Esta ingrata narración es un largo preámbulo para  precaver a los electores de lo que les puede suceder con los cantos de sirena de muchos candidatos en las elecciones de octubre. Algunos ilustres desconocidos, otros mal conocidos, todos a una, nos dejan escuchar su voz meliflua para embrujarnos y llevarnos a las urnas a votar por ellos. Después viene la decepción.

Las promesas serán las mismas de tiempos idos porque las necesidades siguen insatisfechas. Eso es axiomático.
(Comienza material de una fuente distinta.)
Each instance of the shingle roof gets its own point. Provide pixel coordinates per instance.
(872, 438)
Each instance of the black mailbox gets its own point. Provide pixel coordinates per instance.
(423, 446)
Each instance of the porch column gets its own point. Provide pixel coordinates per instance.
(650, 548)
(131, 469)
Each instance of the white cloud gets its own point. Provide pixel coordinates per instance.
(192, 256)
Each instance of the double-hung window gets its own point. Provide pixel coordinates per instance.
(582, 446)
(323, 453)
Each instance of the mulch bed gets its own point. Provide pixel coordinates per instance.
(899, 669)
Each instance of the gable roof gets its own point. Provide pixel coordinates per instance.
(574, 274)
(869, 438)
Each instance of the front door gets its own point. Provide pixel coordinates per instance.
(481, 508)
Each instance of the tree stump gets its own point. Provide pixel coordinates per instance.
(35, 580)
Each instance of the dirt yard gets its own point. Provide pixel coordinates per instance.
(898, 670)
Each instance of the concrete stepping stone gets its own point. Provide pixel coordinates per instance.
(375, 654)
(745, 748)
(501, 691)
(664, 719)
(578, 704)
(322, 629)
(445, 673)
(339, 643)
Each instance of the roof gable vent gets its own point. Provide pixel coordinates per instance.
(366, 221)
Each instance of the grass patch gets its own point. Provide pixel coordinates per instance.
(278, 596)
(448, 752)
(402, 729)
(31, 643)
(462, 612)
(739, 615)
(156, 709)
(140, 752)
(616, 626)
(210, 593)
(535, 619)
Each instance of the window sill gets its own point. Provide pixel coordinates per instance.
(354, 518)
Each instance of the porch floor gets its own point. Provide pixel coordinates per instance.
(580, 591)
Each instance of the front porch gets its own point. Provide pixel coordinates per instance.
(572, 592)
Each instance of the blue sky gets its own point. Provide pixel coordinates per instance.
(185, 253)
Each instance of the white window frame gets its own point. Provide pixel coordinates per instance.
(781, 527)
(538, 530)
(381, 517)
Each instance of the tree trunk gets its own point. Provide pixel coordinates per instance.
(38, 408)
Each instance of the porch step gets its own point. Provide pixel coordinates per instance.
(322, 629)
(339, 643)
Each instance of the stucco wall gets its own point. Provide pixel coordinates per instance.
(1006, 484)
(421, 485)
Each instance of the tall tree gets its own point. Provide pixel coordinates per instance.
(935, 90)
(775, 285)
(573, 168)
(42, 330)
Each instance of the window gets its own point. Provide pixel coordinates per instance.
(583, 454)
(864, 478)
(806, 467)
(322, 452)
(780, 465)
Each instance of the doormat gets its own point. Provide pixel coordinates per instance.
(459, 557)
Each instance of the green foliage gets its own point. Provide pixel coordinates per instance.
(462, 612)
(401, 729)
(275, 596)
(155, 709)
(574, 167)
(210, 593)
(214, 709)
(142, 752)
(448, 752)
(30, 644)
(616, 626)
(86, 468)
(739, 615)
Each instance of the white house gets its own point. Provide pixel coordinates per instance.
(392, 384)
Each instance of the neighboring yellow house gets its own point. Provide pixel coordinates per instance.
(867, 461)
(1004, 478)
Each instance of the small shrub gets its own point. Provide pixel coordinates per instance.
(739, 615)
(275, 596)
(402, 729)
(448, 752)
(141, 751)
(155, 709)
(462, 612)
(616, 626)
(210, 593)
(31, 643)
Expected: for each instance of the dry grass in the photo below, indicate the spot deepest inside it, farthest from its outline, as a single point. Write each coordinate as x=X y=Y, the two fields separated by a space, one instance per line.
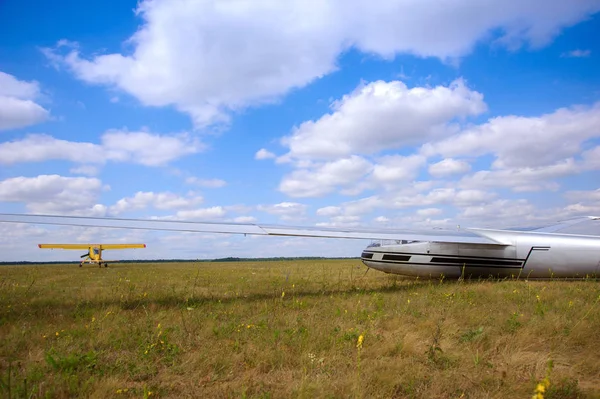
x=290 y=329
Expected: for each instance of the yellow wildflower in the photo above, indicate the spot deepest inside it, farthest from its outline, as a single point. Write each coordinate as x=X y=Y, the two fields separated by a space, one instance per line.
x=540 y=388
x=361 y=338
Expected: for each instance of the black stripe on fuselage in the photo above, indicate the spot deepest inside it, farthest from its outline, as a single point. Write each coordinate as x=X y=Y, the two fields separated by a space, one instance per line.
x=447 y=260
x=471 y=261
x=444 y=264
x=447 y=255
x=395 y=257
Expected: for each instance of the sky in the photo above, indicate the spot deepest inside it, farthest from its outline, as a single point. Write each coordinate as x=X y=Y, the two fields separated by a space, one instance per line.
x=338 y=113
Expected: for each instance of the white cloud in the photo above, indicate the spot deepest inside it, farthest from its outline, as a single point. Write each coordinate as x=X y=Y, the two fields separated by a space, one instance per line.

Habrá que escudriñar la hoja de vida de los candidatos para conocer sus antecedentes, para establecer qué hicieron en el pasado y cómo lo hicieron. Desgraciadamente la hoja de vida de la mayoría no está al escrutinio público. Sólo las consignas de campaña, las que preparan los asesores de imagen para remarcar una característica, aunque no sea una virtud que adorne al candidato.

Ante la imposibilidad de acertar con todos se sugiere intentar conocer mejor a los  aspirantes, para no amarrarnos ciegamente a las promesas de quien no es lo que dice ser. No escojamos a fulano o mengano porque no lo conocemos, o porque es menos malo que los demás. Obremos con conciencia y convicción.  Evitemos las citas a ciegas. Nos llevan al fracaso.